Australia's solar snowball

Yesterday, almost every solar and renewable advocacy and industry group in the country discussed key issues, including the accelerating speed of Australia's 'solar snowball'. The main topic was the RET however, and the conclusion: If it ain’t broke…

Yesterday, a little bit of Australian solar history was made.

For the very first time ever (that I am aware of) pretty much every solar and renewable advocacy, lobbying and industry organisation in the country got together around a table (with a couple of apologies from those unable to attend).

To their great credit, the Australian Solar Energy Society arranged this event. Although our associations do try to align, the reality is there are different agenda’s, priorities, ambitions and skill-sets so in the midst of the day to day grind everyone (myself included) just tends to get on with things and we don’t always communicate as much as we should. None of us are perfect.

It was a much needed, logical coming together of like-minded and engaged organisations and it was refreshing to hear a wide variety of views. A date for the next meeting is already set. As Commander Spock said “Logic is the beginning of wisdom, not the end”.

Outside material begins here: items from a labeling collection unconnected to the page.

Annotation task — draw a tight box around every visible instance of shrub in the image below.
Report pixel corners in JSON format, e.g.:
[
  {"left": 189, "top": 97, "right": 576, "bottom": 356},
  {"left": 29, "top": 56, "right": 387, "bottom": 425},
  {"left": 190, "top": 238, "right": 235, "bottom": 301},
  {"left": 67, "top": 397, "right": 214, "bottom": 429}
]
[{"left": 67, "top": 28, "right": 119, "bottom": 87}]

The topic of the day was a debate and discussion on the Renewable Energy Target, which seems to have taken the mantle as our industry’s softest target right now. Despite its extraordinarily low cost to government and society, and its incredible results in terms of helping stimulate demand and work towards a clean energy target, the RET has recently been coming under increasing attack.

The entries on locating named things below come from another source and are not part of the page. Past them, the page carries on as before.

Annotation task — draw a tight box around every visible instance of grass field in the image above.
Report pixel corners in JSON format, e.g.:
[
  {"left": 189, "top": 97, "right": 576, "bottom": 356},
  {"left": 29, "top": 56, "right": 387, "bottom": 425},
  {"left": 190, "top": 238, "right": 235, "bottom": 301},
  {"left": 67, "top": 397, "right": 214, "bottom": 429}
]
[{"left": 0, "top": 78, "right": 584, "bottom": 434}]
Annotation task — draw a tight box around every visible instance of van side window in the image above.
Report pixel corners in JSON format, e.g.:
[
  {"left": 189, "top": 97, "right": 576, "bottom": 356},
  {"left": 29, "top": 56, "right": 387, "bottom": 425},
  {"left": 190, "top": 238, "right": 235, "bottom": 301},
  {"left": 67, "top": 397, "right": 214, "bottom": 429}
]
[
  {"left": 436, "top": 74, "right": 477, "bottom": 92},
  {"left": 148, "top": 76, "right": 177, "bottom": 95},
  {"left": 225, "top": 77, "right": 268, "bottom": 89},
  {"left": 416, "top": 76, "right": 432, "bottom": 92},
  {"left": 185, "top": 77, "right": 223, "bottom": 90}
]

It’s not a perfect scheme (show me one that is), but it is getting results, it is in place and it is understood by industry. That alone would seem reason enough to let it be. It ain’t broke, so don’t try to fix it.

Having said that there was unanimous agreement that the Clearing House is not clearing and this needs urgent attention. It was also agreed that the target is potentially out of step with what is likely to be delivered by the PV industry alone, let alone other renewable technologies.

I was fortunate to do a short presentation during which I talked about what has been happening recently in our industry and how we are in the process of dramatically lifting our forecasts for this year and the near term. We unequivocally have a most ironic ‘solar snowball’ ramping up speed and its headed straight at the enshrined, conventional energy industry. And they are somewhat miffed.

Around the fringes we also have a bunch of factors aligning. A 1MW solar farm with storage is going to be built by Infigen and McKinsey have forecast a 70 per cent drop in storage prices by 2025. AC modules are being released and sold in increasing amounts, a brand new product segment in Australia. Smart inverters and energy management devices are being prepared for release. And at a global level, Foxconn (one of the world’s largest electronics manufacturers) has announced “it’s in” the solar industry.

Next week is Clean Energy Week and I reckon the timing for this event is perfect; I for one am hugely excited about hearing the latest on these developments and painting a clearer picture of our solar snowball’s trajectory.

Nigel Morris is the Director of Solar Business Services.